Dempsey mette in guardia da tempo la Casa Bianca e il Congresso. Nel marzo 2012, di fronte alla commissione difesa del senato, dice: «Non si tratta di chiedersi: possiamo farlo? Ma, dovessimo farlo, quali sarebbero i costi?». Nelle diverse audizioni al Congresso, Dempsey è sempre stato più incline a mettere in evidenza le conseguenze negative di un intervento armato in Siria che i suoi vantaggi. Con grande irritazione di John MCain, che ha fatto di tutto per impedirne la conferma per un secondo incarico, poi ottenuto, lo scorso giugno.

Grande conoscitore del Medio Oriente, Dempsey è assillato dalle conseguenze di un intervento armato non meditato. Al deputato Engel scrive: «Abbiamo imparato dagli ultimi dieci anni che non basta alterare l’equilibrio del potere militare senza un’attenta considerazione di ciò che è necessario al fine di preservare uno stato funzionante. Dobbiamo prevedere ed essere preparati alle conseguenze non volute della nostra azione. Dovessero franare le istituzioni del regime in assenza di un reale opposizione, potremmo inavvertitamente conferire il potere a estremisti o scatenare proprio le armi chimiche che cerchiamo di controllare».

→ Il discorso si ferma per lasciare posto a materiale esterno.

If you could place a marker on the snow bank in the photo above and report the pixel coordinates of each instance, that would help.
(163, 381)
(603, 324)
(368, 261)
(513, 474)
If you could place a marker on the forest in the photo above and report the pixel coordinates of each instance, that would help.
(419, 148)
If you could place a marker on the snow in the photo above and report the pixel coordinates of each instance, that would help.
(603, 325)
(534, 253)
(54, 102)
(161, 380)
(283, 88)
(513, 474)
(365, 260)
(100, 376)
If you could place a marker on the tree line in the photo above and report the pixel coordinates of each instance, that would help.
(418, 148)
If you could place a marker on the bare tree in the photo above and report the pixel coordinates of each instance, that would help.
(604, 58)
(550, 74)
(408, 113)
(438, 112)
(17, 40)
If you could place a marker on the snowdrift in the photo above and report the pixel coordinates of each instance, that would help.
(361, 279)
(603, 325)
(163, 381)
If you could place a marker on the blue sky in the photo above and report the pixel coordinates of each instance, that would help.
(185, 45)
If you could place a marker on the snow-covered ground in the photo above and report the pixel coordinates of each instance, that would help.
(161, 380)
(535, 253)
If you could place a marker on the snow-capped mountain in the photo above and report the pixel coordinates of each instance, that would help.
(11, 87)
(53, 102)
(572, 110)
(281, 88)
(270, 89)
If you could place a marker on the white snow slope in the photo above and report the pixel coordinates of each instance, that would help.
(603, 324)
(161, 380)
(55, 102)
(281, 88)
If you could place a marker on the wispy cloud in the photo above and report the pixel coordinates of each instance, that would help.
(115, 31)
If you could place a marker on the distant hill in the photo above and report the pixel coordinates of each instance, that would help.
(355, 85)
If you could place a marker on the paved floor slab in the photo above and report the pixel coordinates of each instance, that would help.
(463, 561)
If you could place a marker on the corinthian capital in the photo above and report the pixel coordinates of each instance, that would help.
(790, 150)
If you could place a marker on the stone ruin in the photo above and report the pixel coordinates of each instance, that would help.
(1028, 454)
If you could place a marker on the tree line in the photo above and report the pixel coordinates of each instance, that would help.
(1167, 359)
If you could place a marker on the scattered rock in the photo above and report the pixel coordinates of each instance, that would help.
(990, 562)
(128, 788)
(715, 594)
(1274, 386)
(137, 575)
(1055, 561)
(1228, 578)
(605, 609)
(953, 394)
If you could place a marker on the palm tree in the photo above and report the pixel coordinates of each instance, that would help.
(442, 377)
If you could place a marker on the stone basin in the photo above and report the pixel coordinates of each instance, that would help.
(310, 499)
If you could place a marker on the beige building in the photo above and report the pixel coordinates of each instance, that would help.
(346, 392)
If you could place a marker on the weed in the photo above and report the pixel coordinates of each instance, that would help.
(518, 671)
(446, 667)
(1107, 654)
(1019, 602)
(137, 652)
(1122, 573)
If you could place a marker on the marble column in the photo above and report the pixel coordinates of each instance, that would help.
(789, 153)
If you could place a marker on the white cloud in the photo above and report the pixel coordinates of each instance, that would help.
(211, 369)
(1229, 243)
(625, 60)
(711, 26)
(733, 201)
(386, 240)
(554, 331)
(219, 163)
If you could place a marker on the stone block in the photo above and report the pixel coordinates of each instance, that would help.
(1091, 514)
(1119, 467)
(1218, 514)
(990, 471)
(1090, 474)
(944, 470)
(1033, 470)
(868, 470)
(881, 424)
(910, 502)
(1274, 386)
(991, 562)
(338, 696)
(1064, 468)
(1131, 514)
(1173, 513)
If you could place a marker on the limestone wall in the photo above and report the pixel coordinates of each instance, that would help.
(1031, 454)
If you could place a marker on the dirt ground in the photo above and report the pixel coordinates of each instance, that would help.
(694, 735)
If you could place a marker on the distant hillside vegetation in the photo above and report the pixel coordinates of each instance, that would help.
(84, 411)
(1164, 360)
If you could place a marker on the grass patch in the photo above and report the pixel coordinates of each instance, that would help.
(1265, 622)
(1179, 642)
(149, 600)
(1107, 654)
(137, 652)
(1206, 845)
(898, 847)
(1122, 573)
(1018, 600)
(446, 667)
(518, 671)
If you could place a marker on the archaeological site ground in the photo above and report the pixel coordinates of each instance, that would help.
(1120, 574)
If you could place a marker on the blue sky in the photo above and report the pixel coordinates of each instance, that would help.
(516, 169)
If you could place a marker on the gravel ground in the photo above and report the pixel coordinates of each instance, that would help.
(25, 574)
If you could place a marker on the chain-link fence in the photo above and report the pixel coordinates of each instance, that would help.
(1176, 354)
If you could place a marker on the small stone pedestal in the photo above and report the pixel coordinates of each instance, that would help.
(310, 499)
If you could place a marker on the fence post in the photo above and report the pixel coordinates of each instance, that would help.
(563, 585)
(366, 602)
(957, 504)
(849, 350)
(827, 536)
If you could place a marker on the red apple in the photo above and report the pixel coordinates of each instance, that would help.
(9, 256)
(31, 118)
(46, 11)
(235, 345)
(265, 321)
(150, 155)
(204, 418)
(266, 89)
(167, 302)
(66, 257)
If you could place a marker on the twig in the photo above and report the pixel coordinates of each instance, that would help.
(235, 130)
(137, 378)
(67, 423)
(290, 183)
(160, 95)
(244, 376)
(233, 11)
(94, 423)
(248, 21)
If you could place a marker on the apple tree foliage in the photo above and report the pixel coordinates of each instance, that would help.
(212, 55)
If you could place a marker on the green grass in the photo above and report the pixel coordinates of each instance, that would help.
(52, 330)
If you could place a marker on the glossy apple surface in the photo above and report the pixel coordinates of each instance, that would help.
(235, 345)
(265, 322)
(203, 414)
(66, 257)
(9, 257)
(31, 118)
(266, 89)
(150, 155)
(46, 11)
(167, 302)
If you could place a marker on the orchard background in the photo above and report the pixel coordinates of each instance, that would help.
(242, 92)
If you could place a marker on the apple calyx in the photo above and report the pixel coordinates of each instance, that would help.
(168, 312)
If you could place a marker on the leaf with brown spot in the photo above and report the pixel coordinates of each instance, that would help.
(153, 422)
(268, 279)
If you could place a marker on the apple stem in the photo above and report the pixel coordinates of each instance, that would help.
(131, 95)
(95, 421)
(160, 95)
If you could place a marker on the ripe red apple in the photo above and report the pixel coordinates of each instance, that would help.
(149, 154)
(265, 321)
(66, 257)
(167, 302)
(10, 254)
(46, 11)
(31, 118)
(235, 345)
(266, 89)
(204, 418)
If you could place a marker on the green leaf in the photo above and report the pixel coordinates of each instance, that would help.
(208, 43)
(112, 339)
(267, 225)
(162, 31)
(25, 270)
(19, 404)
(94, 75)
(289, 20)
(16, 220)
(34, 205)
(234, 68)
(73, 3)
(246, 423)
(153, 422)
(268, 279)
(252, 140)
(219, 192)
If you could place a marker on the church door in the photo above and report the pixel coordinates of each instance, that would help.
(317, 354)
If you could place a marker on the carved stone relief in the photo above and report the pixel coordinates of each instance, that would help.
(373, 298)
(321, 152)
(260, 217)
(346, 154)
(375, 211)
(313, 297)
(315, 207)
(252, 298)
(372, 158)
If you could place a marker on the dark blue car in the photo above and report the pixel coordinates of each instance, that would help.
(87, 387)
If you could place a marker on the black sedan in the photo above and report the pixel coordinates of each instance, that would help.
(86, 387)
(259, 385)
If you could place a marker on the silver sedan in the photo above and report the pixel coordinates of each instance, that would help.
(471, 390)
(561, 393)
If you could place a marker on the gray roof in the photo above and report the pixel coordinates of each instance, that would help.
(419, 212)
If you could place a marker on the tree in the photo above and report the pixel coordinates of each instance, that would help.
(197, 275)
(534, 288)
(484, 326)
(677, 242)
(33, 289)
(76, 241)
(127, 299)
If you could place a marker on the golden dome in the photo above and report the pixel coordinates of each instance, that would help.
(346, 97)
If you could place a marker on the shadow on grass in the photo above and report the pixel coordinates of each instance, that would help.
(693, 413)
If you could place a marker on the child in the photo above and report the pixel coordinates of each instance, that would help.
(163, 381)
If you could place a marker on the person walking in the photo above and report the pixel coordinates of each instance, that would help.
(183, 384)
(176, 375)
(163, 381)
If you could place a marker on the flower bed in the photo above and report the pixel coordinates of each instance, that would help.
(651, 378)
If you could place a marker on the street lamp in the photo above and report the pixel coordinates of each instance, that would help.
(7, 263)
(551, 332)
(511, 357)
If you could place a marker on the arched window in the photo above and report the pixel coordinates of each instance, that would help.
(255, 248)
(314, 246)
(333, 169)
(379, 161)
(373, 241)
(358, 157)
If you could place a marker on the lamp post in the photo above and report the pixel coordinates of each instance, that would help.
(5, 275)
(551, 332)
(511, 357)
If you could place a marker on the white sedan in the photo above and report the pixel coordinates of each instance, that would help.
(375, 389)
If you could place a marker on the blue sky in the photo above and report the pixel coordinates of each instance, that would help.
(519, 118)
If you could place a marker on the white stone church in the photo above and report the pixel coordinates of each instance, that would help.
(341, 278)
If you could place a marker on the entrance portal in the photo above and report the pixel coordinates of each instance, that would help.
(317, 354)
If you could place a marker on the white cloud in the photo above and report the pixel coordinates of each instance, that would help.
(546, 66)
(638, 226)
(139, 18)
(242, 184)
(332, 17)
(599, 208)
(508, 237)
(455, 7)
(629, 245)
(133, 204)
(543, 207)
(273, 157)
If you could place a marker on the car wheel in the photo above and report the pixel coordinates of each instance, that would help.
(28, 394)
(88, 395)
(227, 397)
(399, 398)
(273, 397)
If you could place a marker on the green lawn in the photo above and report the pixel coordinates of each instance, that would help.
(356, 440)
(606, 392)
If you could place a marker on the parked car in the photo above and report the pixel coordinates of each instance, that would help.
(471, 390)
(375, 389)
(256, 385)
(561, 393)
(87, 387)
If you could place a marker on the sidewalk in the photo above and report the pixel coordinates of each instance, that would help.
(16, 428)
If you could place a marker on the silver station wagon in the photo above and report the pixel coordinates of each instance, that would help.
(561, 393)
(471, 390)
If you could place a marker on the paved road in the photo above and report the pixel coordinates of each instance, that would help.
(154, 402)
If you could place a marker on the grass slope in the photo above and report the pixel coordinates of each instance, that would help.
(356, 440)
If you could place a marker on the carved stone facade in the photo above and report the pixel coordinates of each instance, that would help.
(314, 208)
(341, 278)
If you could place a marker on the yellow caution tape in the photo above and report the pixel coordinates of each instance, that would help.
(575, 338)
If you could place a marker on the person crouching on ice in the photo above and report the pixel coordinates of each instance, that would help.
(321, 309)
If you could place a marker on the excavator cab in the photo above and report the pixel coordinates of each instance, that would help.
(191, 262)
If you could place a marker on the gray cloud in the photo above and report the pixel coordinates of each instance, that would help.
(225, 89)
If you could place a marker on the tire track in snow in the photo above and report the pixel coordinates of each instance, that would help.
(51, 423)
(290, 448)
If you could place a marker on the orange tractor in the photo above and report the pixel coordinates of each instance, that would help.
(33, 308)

Tutto questo prima del 21 agosto, la giornata dell’eccidio di 1400 persone vicino Damasco con l’impiego del sarin che ha portato all’escalation di questi giorni. Dopo quella data si è perfino parlato di sue possibili dimissioni, in polemica con la decisione di intervenire. Poco fa, in un’audizione alla camera, Dempsey si è trovato nella strana posizione di difendere l’intervento militare: l’attacco del 21 agosto, ha detto, «è legato alla nostra sicurezza nazionale». Ma qualsiasi sarà la dinamica degli eventi dei prossimi giorni, la su figura resterà quella del militare onesto e sincero, in evidente contrasto con quella “catastrofica” di John McCain, che si fa pizzicare dal fotografo mentre gioca a poker con il suo iPhone nel bel mezzo dell’audizione in senato decisiva per l’intervento militare in Siria.